CoCoCo: Improving Text-Guided Video Inpainting for Better Consistency, Controllability and Compatibility
Bojia Zi, Shihao Zhao, Xianbiao Qi, Jianan Wang, Yukai Shi, Qianyu Chen, Bin Liang, Kam-Fai Wong, Lei Zhang
TL;DR
CoCoCo tackles inconsistencies and weak text-video alignment in text-guided video inpainting by introducing a motion capture module with damped global attention and textual cross-attention, an instance-aware region selection strategy grounded by GroundingDINO, and a task-vector based adaptation to plug personalized T2I models into a latent-diffusion inpainting framework. Built on a UNet diffusion backbone with a frozen spatial block and a trainable motion module, it operates on latent representations encoded by a VAE and supports integration of user-specific models for personalized content in the masked regions. Evaluations on WebVid-10M demonstrate improved motion consistency, textual controllability, and compatibility with personalized models, outperforming several baselines in background preservation and temporal coherence and achieving competitive text alignment. The work offers practical, modular components that enhance the reliability and customization of text-guided video inpainting for real-world use.
Abstract
Recent advancements in video generation have been remarkable, yet many existing methods struggle with issues of consistency and poor text-video alignment. Moreover, the field lacks effective techniques for text-guided video inpainting, a stark contrast to the well-explored domain of text-guided image inpainting. To this end, this paper proposes a novel text-guided video inpainting model that achieves better consistency, controllability and compatibility.
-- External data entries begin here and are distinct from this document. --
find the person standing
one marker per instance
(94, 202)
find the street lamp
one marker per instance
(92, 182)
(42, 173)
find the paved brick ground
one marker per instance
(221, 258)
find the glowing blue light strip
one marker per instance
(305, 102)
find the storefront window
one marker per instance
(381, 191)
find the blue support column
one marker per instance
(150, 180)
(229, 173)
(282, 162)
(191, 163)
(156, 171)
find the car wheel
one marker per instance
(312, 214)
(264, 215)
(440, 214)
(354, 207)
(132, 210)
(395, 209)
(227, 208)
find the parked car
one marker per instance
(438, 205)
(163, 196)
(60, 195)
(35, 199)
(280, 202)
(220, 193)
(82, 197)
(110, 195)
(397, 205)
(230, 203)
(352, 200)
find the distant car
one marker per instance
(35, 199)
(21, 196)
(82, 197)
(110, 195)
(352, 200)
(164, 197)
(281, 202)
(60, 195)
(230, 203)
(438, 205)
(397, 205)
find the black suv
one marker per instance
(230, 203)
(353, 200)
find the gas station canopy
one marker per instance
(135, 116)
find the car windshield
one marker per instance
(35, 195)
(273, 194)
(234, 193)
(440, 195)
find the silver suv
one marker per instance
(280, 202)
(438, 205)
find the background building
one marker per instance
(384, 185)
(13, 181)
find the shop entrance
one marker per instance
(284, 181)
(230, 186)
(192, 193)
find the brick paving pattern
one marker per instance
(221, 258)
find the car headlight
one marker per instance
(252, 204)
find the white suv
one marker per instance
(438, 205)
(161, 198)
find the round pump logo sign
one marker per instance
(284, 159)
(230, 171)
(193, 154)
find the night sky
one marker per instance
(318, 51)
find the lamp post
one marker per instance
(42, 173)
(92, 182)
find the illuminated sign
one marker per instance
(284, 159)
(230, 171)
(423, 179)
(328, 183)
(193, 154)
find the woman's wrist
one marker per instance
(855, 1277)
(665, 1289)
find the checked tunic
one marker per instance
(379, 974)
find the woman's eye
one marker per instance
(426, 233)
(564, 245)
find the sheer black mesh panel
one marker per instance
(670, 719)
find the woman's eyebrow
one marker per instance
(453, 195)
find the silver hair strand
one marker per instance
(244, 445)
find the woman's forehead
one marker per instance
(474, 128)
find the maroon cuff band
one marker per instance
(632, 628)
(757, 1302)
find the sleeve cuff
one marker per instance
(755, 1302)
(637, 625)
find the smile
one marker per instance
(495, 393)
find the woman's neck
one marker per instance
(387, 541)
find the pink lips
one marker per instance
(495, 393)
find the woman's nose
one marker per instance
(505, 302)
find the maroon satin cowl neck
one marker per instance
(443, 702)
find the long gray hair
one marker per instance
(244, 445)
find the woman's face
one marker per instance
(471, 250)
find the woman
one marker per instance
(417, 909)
Specifically, we introduce a simple but efficient motion capture module to preserve motion consistency, and design an instance-aware region selection instead of a random region selection to obtain better textual controllability, and utilize a novel strategy to inject some personalized models into our CoCoCo model and thus obtain better model compatibility. Extensive experiments show that our model can generate high-quality video clips. Meanwhile, our model shows better motion consistency, textual controllability and model compatibility. More details are shown in [cococozibojia.github.io](cococozibojia.github.io).